Tehrik-e-Taliban Pakistan spokesman Shahidullah Shahid said Malala was targeted because she was used in propaganda against the militants.
The Taliban would target her again if given the chance, just as it would target anyone who opposes the group, Shahid told CNN.
"She accepted that she attacked Islam so we tried to kill her, and if we get another chance we will definitely kill her and that will make us feel proud," he was quoted as saying by Sky News.
"Islam prohibits killing women...except those that support the infidels in their war against our religion."
Malala, 16, miraculously survived when she was shot in the head during an assassination attempt by Taliban fighters in the Swat Valley of northwest Pakistan in October last year.
She and her family moved to Britain, where she underwent several surgeries to repair her skull. She has since become a global ambassador for the right of all children to go to school.
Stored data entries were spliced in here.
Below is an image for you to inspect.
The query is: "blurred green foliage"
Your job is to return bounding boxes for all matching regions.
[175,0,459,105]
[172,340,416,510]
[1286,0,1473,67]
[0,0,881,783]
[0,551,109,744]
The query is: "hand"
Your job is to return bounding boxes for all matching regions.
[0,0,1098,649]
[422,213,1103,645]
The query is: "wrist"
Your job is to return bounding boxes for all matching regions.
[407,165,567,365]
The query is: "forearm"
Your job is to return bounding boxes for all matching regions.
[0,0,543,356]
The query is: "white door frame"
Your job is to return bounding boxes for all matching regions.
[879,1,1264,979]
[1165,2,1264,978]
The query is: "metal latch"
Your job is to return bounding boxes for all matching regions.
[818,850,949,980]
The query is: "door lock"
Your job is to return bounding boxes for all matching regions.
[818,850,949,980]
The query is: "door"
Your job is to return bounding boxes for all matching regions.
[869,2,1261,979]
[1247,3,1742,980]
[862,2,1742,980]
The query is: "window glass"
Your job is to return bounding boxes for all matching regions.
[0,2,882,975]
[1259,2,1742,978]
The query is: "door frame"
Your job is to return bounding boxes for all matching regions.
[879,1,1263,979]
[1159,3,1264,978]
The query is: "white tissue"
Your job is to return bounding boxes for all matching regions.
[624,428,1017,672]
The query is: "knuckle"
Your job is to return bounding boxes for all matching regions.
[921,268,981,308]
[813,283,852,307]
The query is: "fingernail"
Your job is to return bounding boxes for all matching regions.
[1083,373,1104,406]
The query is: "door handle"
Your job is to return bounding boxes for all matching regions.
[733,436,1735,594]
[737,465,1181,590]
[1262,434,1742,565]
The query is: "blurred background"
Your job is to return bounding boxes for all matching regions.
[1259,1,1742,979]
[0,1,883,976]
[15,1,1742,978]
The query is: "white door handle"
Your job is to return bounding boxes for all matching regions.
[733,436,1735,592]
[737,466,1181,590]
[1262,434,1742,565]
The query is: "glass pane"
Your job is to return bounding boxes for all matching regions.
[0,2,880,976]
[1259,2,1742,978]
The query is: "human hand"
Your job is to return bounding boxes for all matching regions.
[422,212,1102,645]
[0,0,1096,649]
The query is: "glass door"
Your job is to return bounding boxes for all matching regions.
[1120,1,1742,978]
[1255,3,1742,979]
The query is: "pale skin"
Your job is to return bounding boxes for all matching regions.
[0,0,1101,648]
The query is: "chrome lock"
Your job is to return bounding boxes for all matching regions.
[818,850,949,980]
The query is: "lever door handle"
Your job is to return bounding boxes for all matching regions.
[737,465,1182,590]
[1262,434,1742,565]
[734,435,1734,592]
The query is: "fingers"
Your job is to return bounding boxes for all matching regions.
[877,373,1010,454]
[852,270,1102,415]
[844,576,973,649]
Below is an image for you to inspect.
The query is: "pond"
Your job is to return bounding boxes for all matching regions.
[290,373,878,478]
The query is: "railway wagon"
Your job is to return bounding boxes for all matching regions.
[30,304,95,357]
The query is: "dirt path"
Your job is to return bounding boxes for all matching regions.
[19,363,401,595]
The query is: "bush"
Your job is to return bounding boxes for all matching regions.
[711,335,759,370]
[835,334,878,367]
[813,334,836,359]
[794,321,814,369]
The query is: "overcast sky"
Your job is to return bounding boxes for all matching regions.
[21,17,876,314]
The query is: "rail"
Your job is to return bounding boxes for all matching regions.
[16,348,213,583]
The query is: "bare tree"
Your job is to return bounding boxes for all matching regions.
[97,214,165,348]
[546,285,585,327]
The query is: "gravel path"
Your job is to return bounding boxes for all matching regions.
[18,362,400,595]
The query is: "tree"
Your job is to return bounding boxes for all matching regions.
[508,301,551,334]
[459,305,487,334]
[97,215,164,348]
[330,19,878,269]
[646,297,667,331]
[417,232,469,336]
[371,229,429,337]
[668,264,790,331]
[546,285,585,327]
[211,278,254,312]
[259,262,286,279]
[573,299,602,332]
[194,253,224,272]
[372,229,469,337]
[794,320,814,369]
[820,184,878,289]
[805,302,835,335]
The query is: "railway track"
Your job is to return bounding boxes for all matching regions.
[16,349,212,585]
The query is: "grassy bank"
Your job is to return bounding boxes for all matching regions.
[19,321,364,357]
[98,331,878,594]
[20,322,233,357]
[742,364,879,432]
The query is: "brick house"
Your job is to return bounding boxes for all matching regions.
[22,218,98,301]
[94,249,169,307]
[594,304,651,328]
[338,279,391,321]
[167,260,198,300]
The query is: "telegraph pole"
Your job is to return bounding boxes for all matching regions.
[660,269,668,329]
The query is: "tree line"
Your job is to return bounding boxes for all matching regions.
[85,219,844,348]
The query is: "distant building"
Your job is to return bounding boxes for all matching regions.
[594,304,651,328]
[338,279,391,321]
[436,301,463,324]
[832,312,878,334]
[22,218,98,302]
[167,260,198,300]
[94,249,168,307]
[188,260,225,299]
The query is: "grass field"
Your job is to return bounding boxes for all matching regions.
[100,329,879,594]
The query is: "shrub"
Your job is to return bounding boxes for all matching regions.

The teenager is now considered a frontrunner for the Nobel Peace prize, which will be awarded on Friday.
The Taliban said it would target anyone who opposes the group but denied Malala was targeted for promoting education for girls in Pakistan's restive northwest.
In an interview with the BBC, Malala dismissed threats to her life and repeated her desire to return to Pakistan from UK. She said dialogue with militants is the only way forward for peace but contended that the Taliban were "misusing the name of Islam".
She first rose to prominence during the Taliban's 2007-09 rule in Swat Valley with a blog for the BBC Urdu service that chronicled the rigours of daily life under the militants.
"I will be a politician in my future. I want to change the future of my country and I want to make education compulsory," she told BBC in the recent interview.
"I hope that a day will come (when) the people of Pakistan will be free, they will have their rights, there will be peace and every girl and every boy will be going to school," she had said.